The closed pull requests also highlight challenges faced during development; several were not merged due to concerns over code quality or alignment with project goals (e.g., PRs #136 and #92). This indicates an active review process that aims to maintain high standards within the codebase while encouraging contributions that genuinely enhance project capabilities.

In conclusion, STORM's ongoing development showcases a dynamic environment where contributors are actively working towards creating a robust knowledge curation tool while navigating challenges related to software quality and user engagement effectively. The balance between innovation and stability remains crucial as the project continues to evolve.

Report On: Fetch commits



Repo Commits Analysis

Development Team and Recent Activity

Team Members and Their Recent Activities

  1. Yijia Shao (shaoyijia)

    • Recent Activity:
    • Fixed issue #140.
    • Bumped up Python package version.
    • Merged multiple pull requests, including support for Brave Search and Gemini model.
    • Collaborations: Worked closely with Kevin Jiang on Brave Search support and with AMMAS1 on various improvements.
  2. Yucheng-Jiang

    • Recent Activity:
    • Updated issue templates.
    • Fixed bugs in demo light and My Articles component.
    • Collaborations: Collaborated with Yijia Shao on bug fixes.
  3. Kevin Jiang (kevindragon)

    • Recent Activity:
    • Contributed to Brave Search support.
    • Merged pull requests related to the same feature.
    • Collaborations: Worked with Yijia Shao.
  4. Abrahan N. (zenith110)

    • Recent Activity:
    • Made significant contributions, including adding support for SerperRM and fixing various bugs.
    • Engaged in extensive refactoring and merging of pull requests.
    • Collaborations: Collaborated with Yijia Shao and AMMAS1 on multiple features.
  5. Paillat (Paillat-dev)

    • Recent Activity:
    • Added GoogleModel documentation in README.
    • Collaborations: Worked with Yucheng-Jiang.
  6. AMMAS1

    • Recent Activity:
    • Made several commits focused on fixing bugs and enhancing VectorRM functionality.
    • Merged pull requests related to improvements in the utility functions.
    • Collaborations: Collaborated with Yijia Shao and Abrahan N.
  7. Ray (rmcc3)

    • Recent Activity:
    • Added support for DeepSeek language models.
    • Collaborations: Worked alongside Yijia Shao.

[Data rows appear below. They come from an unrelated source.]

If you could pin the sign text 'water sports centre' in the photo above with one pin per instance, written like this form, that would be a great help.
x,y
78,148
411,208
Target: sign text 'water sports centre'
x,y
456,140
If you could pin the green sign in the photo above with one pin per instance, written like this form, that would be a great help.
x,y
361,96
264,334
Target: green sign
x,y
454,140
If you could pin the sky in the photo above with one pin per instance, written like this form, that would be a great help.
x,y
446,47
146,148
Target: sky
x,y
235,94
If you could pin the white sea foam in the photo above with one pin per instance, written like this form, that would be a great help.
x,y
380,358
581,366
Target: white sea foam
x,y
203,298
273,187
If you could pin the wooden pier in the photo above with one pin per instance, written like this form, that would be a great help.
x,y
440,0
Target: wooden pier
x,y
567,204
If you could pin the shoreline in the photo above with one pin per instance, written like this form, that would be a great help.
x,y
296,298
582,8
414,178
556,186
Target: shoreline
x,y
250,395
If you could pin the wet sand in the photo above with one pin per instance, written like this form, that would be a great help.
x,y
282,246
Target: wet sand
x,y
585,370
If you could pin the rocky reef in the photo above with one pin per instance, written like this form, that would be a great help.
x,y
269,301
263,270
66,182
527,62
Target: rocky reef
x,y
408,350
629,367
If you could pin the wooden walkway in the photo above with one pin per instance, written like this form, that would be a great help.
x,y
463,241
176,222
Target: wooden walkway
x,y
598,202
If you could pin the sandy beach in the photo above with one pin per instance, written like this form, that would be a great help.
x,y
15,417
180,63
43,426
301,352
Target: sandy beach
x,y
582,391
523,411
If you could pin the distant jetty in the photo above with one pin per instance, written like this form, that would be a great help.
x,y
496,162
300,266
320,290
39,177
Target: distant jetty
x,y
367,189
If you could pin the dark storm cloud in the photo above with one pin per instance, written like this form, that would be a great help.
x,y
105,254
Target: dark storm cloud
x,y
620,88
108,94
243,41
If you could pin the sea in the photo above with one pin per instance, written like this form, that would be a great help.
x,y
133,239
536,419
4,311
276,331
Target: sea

Patterns, Themes, and Conclusions

  • Active Collaboration: There is a strong collaborative environment, particularly evident in the joint efforts between Yijia Shao and other team members like Kevin Jiang and Abrahan N. This suggests a cohesive team dynamic focused on enhancing project features collectively.

  • Feature Enhancements vs Bug Fixes: The recent activities show a balanced focus on both feature enhancements (e.g., Brave Search, Gemini model) and bug fixes (e.g., issues in demo light). This indicates a proactive approach to maintaining software quality while also expanding functionality.

  • High Volume of Changes by Certain Members: Notably, Abrahan N. has made a significant number of changes (6304 across 22 files), indicating a deep involvement in ongoing development efforts, particularly around major features like SerperRM.

  • Continuous Integration of Community Contributions: The merging of numerous pull requests highlights an active engagement with community contributions, which is essential for maintaining an open-source project’s vitality.

  • Documentation Updates: Regular updates to documentation (e.g., README changes by multiple members) suggest an emphasis on usability and clarity for end-users, which is crucial for adoption and effective use of the software.

Overall, the development team is actively engaged in both enhancing the STORM project’s capabilities and ensuring its stability through diligent bug fixing and documentation efforts.